The film delves into the lives of the original cast, 27 years later, as well as those of producers and directors, that created a fascinating mythology out of a film that should have been just another porn movie. With interviews from original stars like Herschel Savage, R. Bolla, Eric Edwards and Robin Byrd, the documentary tries to illuminate their lives, past and present. The interview subjects talk openly about the drugs, the exploitation and the thrill of having sex on camera, during a time when the adult entertainment industry was in its infancy.
During the time of Debbie Does Dallas, there were only a handful of porn stars, and as Francis Hanly, the film’s director and narrator observes, “most [of the talent] had gotten into the business by accident. The leads of Debbie Does Dallas had all started out wanting to be legitimate actors.”
“Back then, a lot of the talent were frustrated theatre performers,” said Debbie Does Dallas art director, A.J. Cohen. Cohen continues by saying that you could take the sex scene out of most of the adult movies of the 70's “and you would still have a legitimate movie.”
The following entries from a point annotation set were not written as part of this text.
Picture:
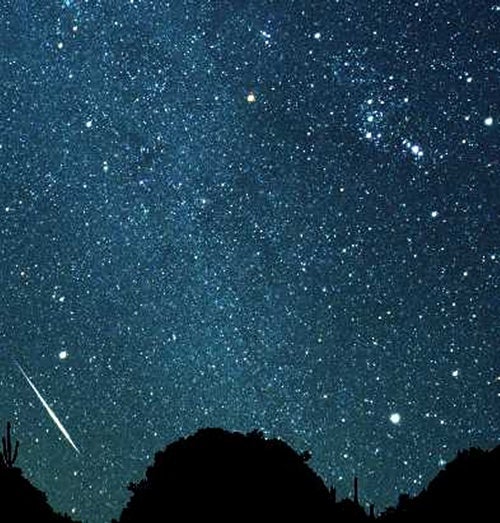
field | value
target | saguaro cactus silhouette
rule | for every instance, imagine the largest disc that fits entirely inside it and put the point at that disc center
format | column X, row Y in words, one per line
column 7, row 457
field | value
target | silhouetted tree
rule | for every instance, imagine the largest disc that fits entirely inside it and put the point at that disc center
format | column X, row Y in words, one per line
column 223, row 476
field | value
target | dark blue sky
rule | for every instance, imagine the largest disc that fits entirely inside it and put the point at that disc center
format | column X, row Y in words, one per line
column 275, row 215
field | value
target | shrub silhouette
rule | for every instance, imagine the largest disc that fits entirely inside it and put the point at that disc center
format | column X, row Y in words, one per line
column 465, row 490
column 216, row 475
column 19, row 499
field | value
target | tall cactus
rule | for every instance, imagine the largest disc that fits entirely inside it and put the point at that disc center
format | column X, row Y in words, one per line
column 7, row 457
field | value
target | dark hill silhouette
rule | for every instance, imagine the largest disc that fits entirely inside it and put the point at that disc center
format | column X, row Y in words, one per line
column 216, row 475
column 20, row 501
column 465, row 490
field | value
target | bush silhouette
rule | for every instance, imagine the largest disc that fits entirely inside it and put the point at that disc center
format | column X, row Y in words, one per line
column 217, row 475
column 19, row 499
column 465, row 490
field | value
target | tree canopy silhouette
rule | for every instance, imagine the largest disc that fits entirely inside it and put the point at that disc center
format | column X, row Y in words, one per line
column 227, row 476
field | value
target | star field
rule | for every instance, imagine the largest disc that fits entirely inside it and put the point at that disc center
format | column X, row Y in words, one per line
column 273, row 215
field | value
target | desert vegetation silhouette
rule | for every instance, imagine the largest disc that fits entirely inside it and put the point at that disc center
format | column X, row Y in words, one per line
column 217, row 475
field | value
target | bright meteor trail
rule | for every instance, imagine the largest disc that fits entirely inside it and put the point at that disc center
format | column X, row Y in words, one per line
column 52, row 414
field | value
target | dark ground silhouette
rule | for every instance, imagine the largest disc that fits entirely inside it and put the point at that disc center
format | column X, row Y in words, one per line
column 216, row 475
column 467, row 489
column 20, row 501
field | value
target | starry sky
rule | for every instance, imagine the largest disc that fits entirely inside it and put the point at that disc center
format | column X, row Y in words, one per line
column 249, row 214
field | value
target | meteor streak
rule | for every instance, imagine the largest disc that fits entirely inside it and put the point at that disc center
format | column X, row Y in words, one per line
column 52, row 414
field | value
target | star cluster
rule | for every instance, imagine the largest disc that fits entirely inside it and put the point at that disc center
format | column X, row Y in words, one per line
column 273, row 215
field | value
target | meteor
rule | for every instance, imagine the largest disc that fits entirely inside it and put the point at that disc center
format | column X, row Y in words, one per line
column 51, row 413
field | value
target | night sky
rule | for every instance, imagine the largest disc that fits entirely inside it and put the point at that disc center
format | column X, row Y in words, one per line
column 249, row 214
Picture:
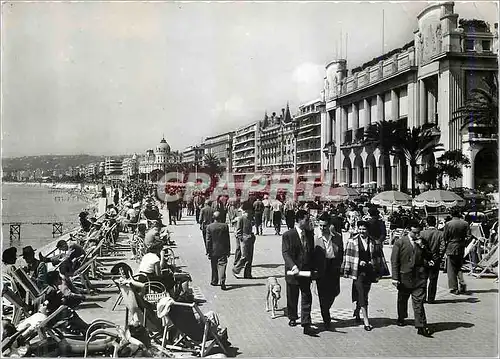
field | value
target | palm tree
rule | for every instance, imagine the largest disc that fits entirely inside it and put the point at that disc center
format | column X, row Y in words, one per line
column 416, row 143
column 481, row 108
column 384, row 135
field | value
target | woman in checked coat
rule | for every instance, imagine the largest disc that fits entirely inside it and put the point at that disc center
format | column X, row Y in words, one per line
column 363, row 263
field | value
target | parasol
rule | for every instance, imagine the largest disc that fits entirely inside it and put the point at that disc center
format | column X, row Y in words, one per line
column 391, row 198
column 438, row 198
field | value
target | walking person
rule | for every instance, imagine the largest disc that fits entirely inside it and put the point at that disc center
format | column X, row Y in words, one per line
column 206, row 217
column 297, row 248
column 246, row 240
column 218, row 249
column 258, row 210
column 328, row 254
column 277, row 207
column 435, row 242
column 410, row 259
column 456, row 232
column 266, row 216
column 289, row 213
column 362, row 263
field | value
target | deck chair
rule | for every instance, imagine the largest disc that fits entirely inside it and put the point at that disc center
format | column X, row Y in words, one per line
column 33, row 294
column 199, row 333
column 487, row 263
column 20, row 307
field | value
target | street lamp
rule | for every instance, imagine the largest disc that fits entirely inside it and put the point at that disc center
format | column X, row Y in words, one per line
column 295, row 129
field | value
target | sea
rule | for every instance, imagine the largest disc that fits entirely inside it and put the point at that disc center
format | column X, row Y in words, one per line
column 30, row 204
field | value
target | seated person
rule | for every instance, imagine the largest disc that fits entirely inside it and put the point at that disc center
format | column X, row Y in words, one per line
column 35, row 269
column 55, row 298
column 84, row 222
column 70, row 252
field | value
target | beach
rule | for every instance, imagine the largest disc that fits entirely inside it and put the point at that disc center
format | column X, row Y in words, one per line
column 42, row 203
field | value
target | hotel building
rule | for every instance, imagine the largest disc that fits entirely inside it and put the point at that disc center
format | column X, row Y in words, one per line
column 276, row 147
column 221, row 147
column 425, row 81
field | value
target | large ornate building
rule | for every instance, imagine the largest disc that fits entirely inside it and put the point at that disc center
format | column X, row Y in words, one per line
column 425, row 81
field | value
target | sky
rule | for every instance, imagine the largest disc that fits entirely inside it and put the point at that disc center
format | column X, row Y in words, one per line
column 110, row 78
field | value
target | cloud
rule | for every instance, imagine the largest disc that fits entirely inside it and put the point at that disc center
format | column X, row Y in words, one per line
column 308, row 80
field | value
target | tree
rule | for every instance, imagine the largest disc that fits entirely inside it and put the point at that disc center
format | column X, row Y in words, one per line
column 384, row 135
column 416, row 143
column 449, row 163
column 481, row 107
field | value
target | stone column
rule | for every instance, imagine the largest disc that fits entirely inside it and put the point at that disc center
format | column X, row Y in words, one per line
column 366, row 106
column 366, row 173
column 395, row 179
column 422, row 100
column 394, row 105
column 380, row 107
column 355, row 117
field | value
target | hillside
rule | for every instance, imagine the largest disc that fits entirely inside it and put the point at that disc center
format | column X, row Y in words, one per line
column 48, row 162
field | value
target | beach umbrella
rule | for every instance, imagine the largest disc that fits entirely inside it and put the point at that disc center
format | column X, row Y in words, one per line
column 391, row 198
column 438, row 198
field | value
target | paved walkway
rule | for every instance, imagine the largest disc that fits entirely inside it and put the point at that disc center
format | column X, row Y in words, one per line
column 464, row 326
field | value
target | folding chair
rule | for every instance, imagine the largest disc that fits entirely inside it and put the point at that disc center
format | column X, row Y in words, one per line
column 200, row 331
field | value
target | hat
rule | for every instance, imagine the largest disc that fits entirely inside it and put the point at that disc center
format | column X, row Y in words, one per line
column 28, row 250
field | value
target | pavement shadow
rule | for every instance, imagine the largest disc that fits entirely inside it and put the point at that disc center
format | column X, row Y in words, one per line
column 441, row 327
column 268, row 265
column 457, row 300
column 267, row 276
column 236, row 286
column 492, row 290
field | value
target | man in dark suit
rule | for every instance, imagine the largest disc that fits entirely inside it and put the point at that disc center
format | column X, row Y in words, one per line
column 435, row 240
column 328, row 254
column 455, row 235
column 218, row 249
column 410, row 259
column 245, row 239
column 297, row 248
column 206, row 217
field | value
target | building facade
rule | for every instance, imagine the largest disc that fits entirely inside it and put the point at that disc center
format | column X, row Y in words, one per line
column 245, row 149
column 308, row 142
column 221, row 147
column 276, row 147
column 425, row 81
column 193, row 155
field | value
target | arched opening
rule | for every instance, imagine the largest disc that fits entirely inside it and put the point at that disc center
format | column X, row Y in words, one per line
column 347, row 169
column 359, row 171
column 486, row 170
column 384, row 179
column 401, row 173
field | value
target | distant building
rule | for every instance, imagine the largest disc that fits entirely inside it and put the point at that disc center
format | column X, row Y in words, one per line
column 193, row 155
column 276, row 146
column 245, row 149
column 308, row 122
column 424, row 82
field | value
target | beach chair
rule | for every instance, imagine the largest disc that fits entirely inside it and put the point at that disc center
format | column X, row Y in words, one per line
column 197, row 333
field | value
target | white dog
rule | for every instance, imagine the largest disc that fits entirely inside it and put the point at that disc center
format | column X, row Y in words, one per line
column 273, row 293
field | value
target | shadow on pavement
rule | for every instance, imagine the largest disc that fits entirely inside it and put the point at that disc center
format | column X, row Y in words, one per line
column 268, row 265
column 236, row 286
column 492, row 290
column 458, row 300
column 441, row 327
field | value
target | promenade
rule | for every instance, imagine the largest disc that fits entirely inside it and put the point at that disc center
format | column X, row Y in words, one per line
column 464, row 326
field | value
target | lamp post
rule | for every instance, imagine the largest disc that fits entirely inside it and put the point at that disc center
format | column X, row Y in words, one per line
column 296, row 128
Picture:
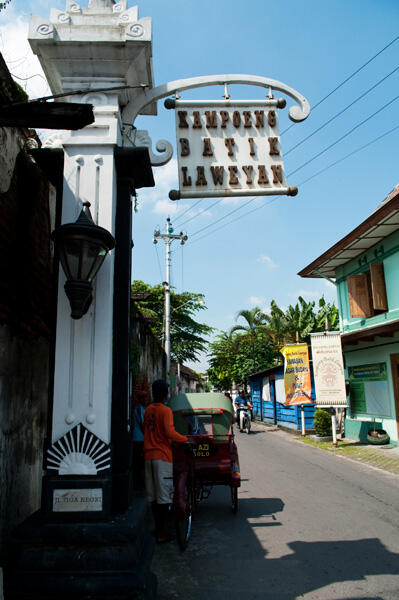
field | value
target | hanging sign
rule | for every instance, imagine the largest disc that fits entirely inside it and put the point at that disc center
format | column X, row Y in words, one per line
column 328, row 369
column 296, row 374
column 229, row 149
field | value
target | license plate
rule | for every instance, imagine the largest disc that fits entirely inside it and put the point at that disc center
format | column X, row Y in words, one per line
column 204, row 450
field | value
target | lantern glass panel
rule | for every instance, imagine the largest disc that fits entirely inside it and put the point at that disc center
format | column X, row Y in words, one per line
column 71, row 253
column 95, row 258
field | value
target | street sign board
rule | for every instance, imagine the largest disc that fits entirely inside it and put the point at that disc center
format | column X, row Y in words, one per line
column 328, row 369
column 229, row 149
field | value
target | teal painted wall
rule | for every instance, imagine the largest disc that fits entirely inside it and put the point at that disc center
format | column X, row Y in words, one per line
column 386, row 252
column 380, row 349
column 366, row 353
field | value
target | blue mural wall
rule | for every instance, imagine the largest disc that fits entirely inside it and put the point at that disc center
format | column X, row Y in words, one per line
column 268, row 397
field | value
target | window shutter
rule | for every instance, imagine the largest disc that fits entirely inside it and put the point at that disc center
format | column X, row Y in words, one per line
column 359, row 296
column 378, row 286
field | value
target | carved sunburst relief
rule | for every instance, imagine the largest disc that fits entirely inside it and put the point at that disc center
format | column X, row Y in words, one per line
column 79, row 452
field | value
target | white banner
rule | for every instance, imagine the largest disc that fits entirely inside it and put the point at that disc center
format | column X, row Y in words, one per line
column 328, row 369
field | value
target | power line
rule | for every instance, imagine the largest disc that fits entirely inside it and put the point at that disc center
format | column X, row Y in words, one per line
column 202, row 212
column 302, row 183
column 236, row 219
column 348, row 79
column 298, row 168
column 343, row 136
column 350, row 154
column 311, row 159
column 159, row 262
column 340, row 112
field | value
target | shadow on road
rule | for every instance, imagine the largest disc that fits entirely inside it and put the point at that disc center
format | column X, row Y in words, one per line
column 228, row 557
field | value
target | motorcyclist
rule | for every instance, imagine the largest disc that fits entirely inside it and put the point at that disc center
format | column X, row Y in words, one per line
column 242, row 404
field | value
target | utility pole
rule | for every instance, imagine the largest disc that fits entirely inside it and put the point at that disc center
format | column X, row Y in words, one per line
column 168, row 238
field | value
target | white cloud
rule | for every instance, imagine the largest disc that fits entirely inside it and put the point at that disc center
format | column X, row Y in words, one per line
column 158, row 197
column 267, row 261
column 307, row 294
column 329, row 284
column 257, row 300
column 165, row 207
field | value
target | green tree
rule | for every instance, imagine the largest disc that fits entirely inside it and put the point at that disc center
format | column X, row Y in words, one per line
column 187, row 336
column 222, row 356
column 255, row 344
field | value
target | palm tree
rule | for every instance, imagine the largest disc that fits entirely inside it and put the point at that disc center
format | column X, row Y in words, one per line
column 255, row 320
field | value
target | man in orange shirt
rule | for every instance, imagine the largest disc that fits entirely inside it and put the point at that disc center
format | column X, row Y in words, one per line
column 159, row 433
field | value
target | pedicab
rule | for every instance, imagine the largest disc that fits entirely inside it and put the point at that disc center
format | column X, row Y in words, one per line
column 212, row 458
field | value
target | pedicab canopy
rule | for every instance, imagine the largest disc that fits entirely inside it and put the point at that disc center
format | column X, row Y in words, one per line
column 202, row 414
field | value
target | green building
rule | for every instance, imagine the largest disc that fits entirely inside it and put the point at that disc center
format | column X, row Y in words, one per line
column 364, row 265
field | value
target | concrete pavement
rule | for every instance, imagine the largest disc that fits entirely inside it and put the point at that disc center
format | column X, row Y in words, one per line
column 311, row 525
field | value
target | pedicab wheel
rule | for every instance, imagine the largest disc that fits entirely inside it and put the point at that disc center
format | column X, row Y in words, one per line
column 183, row 526
column 234, row 500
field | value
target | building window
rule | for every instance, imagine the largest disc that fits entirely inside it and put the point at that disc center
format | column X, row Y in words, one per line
column 367, row 292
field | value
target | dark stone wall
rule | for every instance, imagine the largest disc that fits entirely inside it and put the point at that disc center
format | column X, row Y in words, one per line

“Never did I dream that Debbie Does Dallas would be the knockout hit that it was.”
The film also takes a look at the torrid incidents that surrounded Debbie Does Dallas. Bambi Woods, the film’s doe-eyed star, went missing shortly after the filming, never to be seen again. Inexplicably, the 25-year mystery of the small town girl-turned-porn starlet continues, as some have pronounced Woods dead while others think she’s still alive, hiding out.
One of those skeptics was Bob Burge, a distributor at adult mainstay VCX. Burge wanted to do a sequel for Debbie Does Dallas, and had tried, unsuccessfully, to contact Woods in the process, with the use of a private investigator. “If she was dead it would have been a lot easier to find her,” speculated Burge.
The Dallas Cowboy cheerleader lawsuit the film subsequently generated, as well as the film’s notorious financier, Micky Zafarano, are both examined also.